I am not a salesman for them i just think its so easy and i was having so much trouble before i found it.
steve


----------



## MGP

jumps4 said:


> I have checked it out but i dont use it because it uses stl format not dxf
> have you checked out D2NC it i $79.00 and I use it for almost everything now. it loads right from inside mach3 it is really fast and easy
> d2nc.com
> watch the whats new video for version 2.9.9 they are under screencams. it takes me just a few minutes to make g-code now for 2d parts.
> I am not a salesman for them i just think its so easy and i was having so much trouble before i found it.
> steve




Steve 
When make a hole from my CAD drawing in D2nc i can not stop it from making the hole look like a mickey mouse head 
its making a triangler pattern from start then after the hole is cut to were it stops and then back to start again?


----------



## Tony Wells

That sounds more like it's milling a boss rather than a hole.


----------



## DMS

I ended up looking at FreeMill, but didn't update this post (probably should have... never enough time).

It's pretty decent, but has a lot of limitations given it is a "teaser" for MecSofts for pay offerings. If you are doing 3d stuff in wood on a router, it would probably be great, but there is no facility for 2.5d stuff. You only get 1 type of 3d profiling, and 2 types of cutters as I recall (ball, square).

I ended up purchasing a copy of Alibre and AlibreCAM today. I have been playing with the demos for the last week and a half and everything seems pretty usable after some re-training (most of my experience is with SolidWorks).


----------



## DMS

MGP said:


> Steve
> When make a hole from my CAD drawing in D2nc i can not stop it from making the hole look like a mickey mouse head
> its making a triangler pattern from start then after the hole is cut to were it stops and then back to start again?



If you post the G-Code one of us can probably give you an idea of what it's trying to do.

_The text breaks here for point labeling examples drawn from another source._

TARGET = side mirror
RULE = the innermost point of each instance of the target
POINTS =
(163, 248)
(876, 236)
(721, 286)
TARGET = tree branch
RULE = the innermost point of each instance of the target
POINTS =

Some of it could be related to your controller too, depending on whether the G-code is using cutter comp, and how your controller implements that. I have also had some programs be very creating with retracting and in-feeding the cutter.


----------



## jumps4

your cad drawing cannot have loose ends undeleted parts hidden. if there is 1 loose dot on the screen it will try to incorporate it. also we never did any drive tuning in the thread. send the dxf and the d2nc.tap to jumpscam@yahoo.com
and i'll check it and you can call on the phone
steve


----------



## jumps4

mgp
there is nothing wrong with your drawing
you have somehow set d2nc to arc in to make each pass instead of plunge or ramp down
if you look at the right of each pass you will see the cutter aproaching from outside at depth
give me a call we will fix it
steve


----------